JW中外製薬は希少神経発達障害の治療候補物質「DDC-02」の前臨床研究で認知・行動機能の回復可能性を確認したと11日明らかにした。

会社はこの研究成果を9〜11日(現地時間)に米国ボストンで開かれた世界最大の希少医薬品専門カンファレンス(WODC USA 2026)で発表した。

発表によると、DDC-02はピット・ホプキンス症候群(PTHS)、脆弱X症候群(FXS)、レット症候群(RTT)など、互いに異なる遺伝的要因で発生する希少神経発達障害の動物モデルで共通して認知・行動機能を回復させる効果を示した。

DDC-02はJW中外製薬が自社で創出した経口低分子新薬候補である。神経発達と神経回路機能に関与する細胞内シグナル伝達経路を調節する原理で開発している。

前臨床研究の結果、DDC-02は多様な神経発達障害の動物モデルで低下した認知・行動機能を正常動物の水準まで回復させた。会社はこれにより、DDC-02がシナプス可塑性と神経回路機能に影響を及ぼし、認知・行動機能を改善し得ることを確認したと説明した。

特に特定疾患の遺伝的原因に限定されず、認知・行動機能障害という共通の病態生理を持つ複数の希少神経発達障害に適用できる可能性を示した点に意義を置いた。

注目すべき点は、症状が相当程度進行した成体の動物モデルでも認知・行動機能が正常水準に回復する現象が観察されたことだ。
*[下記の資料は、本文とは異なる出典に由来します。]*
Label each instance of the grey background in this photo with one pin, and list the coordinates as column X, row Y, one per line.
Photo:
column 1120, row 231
神経発達障害は発達初期に形成された神経回路の異常により発生するため、症状が固定した後には機能回復が容易ではないとされている。だが今回の研究では、成体モデルでも有意な改善効果が確認され、成熟した神経回路においても機能的再構成と回復が可能になり得ることを示唆した。

JW中外製薬はDDC-02の最初の臨床適応症としてピット・ホプキンス症候群を検討しており、2028年のグローバル多国籍臨床試験入りを目標に開発を進めている。その後、脆弱X症候群とレット症候群などへ治療対象疾患を拡大する計画だ。
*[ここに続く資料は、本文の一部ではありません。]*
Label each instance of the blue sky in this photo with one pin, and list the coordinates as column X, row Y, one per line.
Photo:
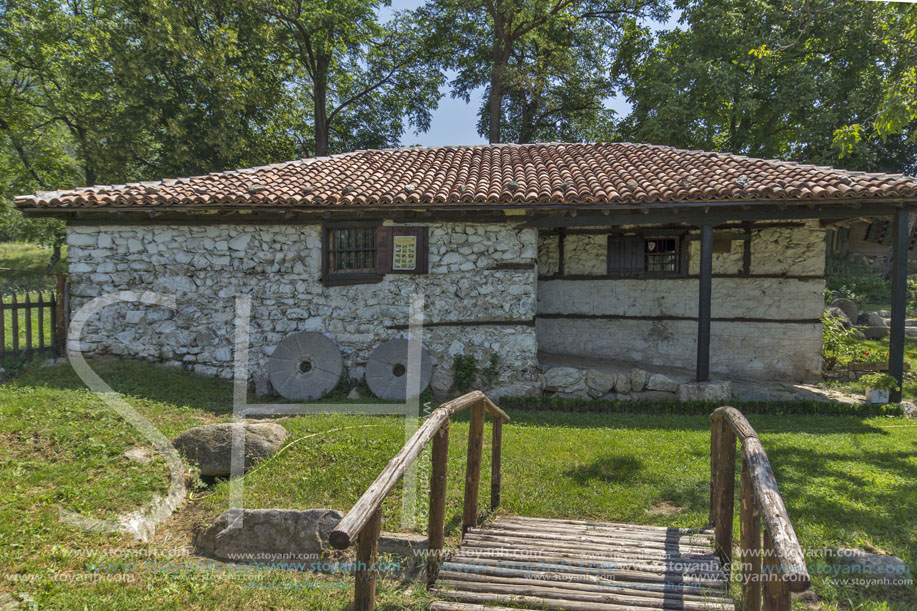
column 454, row 121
会社は今回のカンファレンス期間中、グローバル製薬・バイオ企業および投資機関と事業開発(BD)ミーティングを行い、共同開発と技術移転など多様な協力案を協議した。

JW中外製薬の関係者は「DDC-02は、互いに異なる遺伝的要因によって発生する神経発達障害モデルで一貫した有効性を確認した候補物質だ」と述べ、「特に成体モデルでも認知・行動機能が正常水準に回復する現象を観察した点で意義がある」と語った。

続けて「今後、グローバル臨床開発と戦略的パートナーシップを通じて、希少神経発達障害の患者に新たな治療オプションを提供できるよう、開発に速度を上げる」と付け加えた。